Trying to become a Boy Scout during the Depression wasn’t easy for neighborhood resident Rowland C. Lewis.
In 1937, the 11-year-old Lewis wanted to be a Scout, but no one could be found to lead his troop, he says. At the time, women couldn’t be Scout leaders, and the Depression and war that followed swallowed up America’s men.
More than 20 years later, Lewis became a Scout. When his oldest son, Mark, joined Cub Scout Pack 203 in Little Rock, Ark., Lewis took charge as Cubmaster.
Since that time, Lewis has served in many positions for the Boy Scouts. He now is an active member of Troop 890, sponsored by Lake Highlands United Methodist Church, and of the Scout’s North Trail District, which includes Lake Highlands, North Dallas, the Park Cities and Richardson. He specializes in health and safety issues.
“I enjoy working with the boys,” Lewis says. “I enjoy young people.”
Lewis has been working with Dallas youth since he moved to his home near Lake Highlands High School in 1966. A strong family man, Lewis also has a strong sense of community.
In addition to serving the Boy Scouts for 34 years, Lewis has been involved with his church and neighborhood schools. He has worked for the Neighborhood Youth Services and the Lake Highlands Youth Activities Commission, doing among other things one-on-one drug counseling.
He has received awards for his distinguished service to youth, including the Silver Beaver, one of Scouting’s highest honors, and the Torch Award, presented at the Annual Conference of the United Methodist Church.
If you meet Lewis, don’t expect him to tell you about his accomplishments. He prefers talking about his wife, sister, two sons or daughter, or telling you about a Scouting campout.
“I went on just about all the campouts with my sons,” says Lewis, whose sons are both Eagle Scouts. “A campout is a really good place to get to know each other.”

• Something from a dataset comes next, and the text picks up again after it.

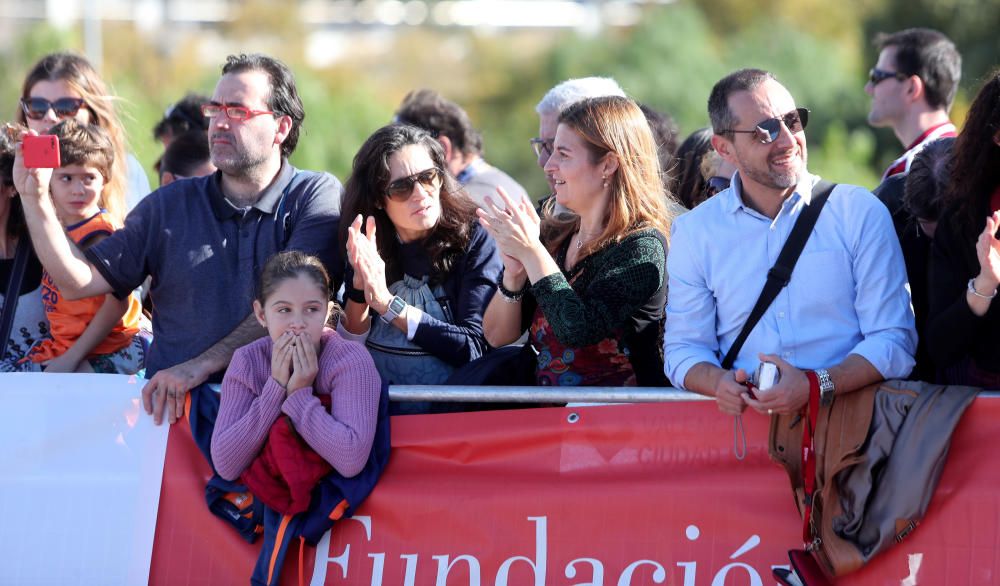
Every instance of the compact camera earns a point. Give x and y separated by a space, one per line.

“If you have $10,000 in the bank, but you’re cold and the fire won’t start, you are on the same level as the boys. The boys will tell you things they don’t tell you other places, not secrets, but stuff about their lives.”
Lewis’ boys are now men, and his daughter, a girl scout as a child, works at Presbyterian Hospital. His children may be grown, but Lewis continues Scouting.
“Sure, the kids get on my nerves sometimes,” he says. “But, I’m comfortable with them.”